Found in the Amazon and Orinoco rivers in South America, the electric eel is famous for its for its ability to generate hundreds of volts of electricity at will. Growing to 2 m (6.6 ft) long and weighing in at up to 20 kg (44 lb), the electric eel is also unusual for being an air breathing fish that must rise to the surface every 20 minutes to get 80 percent of its oxygen, which makes them excellent for laboratory work because they can be safely removed from the water.

But it's the ability to generate electricity that is the eel's real party trick. It isn't the only fish that can do so, but the electric eel is the most powerful of all by a wide margin. Using its electric fields for navigation, subduing prey, and warding off predators, almost 80 percent of its body is made up of the three specialized organs that are its biological batteries.

When it brings its electrics to bear, the eel can stun prey or wear it out by inducing a series of involuntary muscle contractions. If you are unlucky enough to come across one while you happen to be wading through the Amazon, the jolt is like getting hit with a stun gun, which isn't pleasant, but isn't likely to be lethal.

The eel normally feeds on invertebrates, fish, and the occasional small mammal. It doesn't electrocute its prey because it doesn't generate a sustained jolt, but inflicts a series of alternating current pulses that get successively weaker because the eel needs time to recharge after an attack. Though it produces hundreds of volts, it's only about one amp, so it isn't lethal to humans unless you have a heart condition, but it's still dangerous because the victim can drown – especially if the eels attack in a group.

 

But it now turns out that there's more than one species of electric eel and one of these can pack quite a wallop. Technically a kind of knifefish rather than a true eel, the electric eel was first classified by Carl Linnaeus in 1766 as Electrophorus electricus and since then has been regarded as a single species.

But Santana's team took a new look at the eel by collecting 107 of the fish from different stretches of the Amazon in Brazil, Suriname, French Guiana, and Guyana. They then conducted DNA barcoding to sequence the mitochondrial gene cytochrome c oxidase I (COI), then sequenced nine other mitochondrial and nuclear genes and cross-checked them with other analyses.

The DNA showed that the electric eel is not one, but three distinct species that diverged from one another twice, first 7.1 million years ago and again 3.6 million years ago. These new species are the well-known Electrophorus electricus, which is found in northern Brazil, Guyana, French Guiana and Suriname and has a discharge of 650 volts; the Electrophorus varii that is found in the southernmost Amazon and puts out between 151 volts to 572 volts; and the Electrophorus voltai, which lives in between and punches out a record 860 volts.

The team also looked at the environments of the three eels and concluded that the amount of dissolved salts in the waters they live in may be the reason for the variance in the voltages. E. varii lives in waters that are very high in dissolved salts, so electricity is easily conducted and it needs only a low voltage, but E. voltai lives in waters with little salt, so it needs much more current to do the same job.

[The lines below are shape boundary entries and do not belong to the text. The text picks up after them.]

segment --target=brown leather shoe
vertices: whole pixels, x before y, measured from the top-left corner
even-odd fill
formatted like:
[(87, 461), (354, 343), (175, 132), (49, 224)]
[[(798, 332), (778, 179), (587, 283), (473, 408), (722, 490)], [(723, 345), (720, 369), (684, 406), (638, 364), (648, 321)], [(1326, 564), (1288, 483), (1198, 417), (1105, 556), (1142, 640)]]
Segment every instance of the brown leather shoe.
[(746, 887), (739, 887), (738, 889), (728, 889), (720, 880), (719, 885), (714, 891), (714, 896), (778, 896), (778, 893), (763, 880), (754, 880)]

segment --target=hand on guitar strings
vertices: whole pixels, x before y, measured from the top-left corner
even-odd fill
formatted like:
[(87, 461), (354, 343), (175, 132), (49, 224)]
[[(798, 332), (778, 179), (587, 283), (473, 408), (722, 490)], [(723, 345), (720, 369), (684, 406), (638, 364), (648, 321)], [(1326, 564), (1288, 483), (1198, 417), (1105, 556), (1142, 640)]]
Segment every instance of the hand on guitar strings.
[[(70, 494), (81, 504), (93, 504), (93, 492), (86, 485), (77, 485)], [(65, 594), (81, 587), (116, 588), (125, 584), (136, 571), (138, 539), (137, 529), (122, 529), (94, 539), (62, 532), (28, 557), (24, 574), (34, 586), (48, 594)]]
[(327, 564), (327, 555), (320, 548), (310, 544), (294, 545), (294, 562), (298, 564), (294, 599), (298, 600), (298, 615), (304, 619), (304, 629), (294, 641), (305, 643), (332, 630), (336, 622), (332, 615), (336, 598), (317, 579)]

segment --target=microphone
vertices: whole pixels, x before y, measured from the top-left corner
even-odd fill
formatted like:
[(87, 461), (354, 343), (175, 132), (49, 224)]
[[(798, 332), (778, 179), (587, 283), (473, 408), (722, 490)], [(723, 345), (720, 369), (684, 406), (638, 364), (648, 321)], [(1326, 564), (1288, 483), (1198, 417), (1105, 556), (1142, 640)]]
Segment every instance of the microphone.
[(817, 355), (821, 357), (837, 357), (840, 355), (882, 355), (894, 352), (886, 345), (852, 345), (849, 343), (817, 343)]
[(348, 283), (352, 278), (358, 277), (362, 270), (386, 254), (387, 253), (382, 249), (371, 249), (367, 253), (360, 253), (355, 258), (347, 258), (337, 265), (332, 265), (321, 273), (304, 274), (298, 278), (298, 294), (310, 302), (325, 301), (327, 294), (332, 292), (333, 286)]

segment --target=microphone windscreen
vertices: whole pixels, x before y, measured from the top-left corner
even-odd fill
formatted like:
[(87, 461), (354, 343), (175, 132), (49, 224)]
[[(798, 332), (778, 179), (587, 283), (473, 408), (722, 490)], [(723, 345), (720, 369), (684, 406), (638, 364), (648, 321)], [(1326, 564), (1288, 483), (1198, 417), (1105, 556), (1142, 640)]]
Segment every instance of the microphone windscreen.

The team is now working on more genetic tests to look more closely at the eels' ecological separation and how this caused them to diverge from their common ancestor. They are also seeking more specimens to confirm the 860-volt record as well as to look for more possible species.

"The discovery of new electric eel species in Amazonia, one of the planet's biodiversity hot spots, is suggestive of the vast amount of species that remain to be discovered in nature," says Santana. "Furthermore, the region is of great interest to other scientific fields, such as medicine and biotechnology, reinforcing the need to protect and conserve it, and is important for studies involving partnerships among Brazilian researchers, and between us and groups in other countries, to explore the region's biodiversity."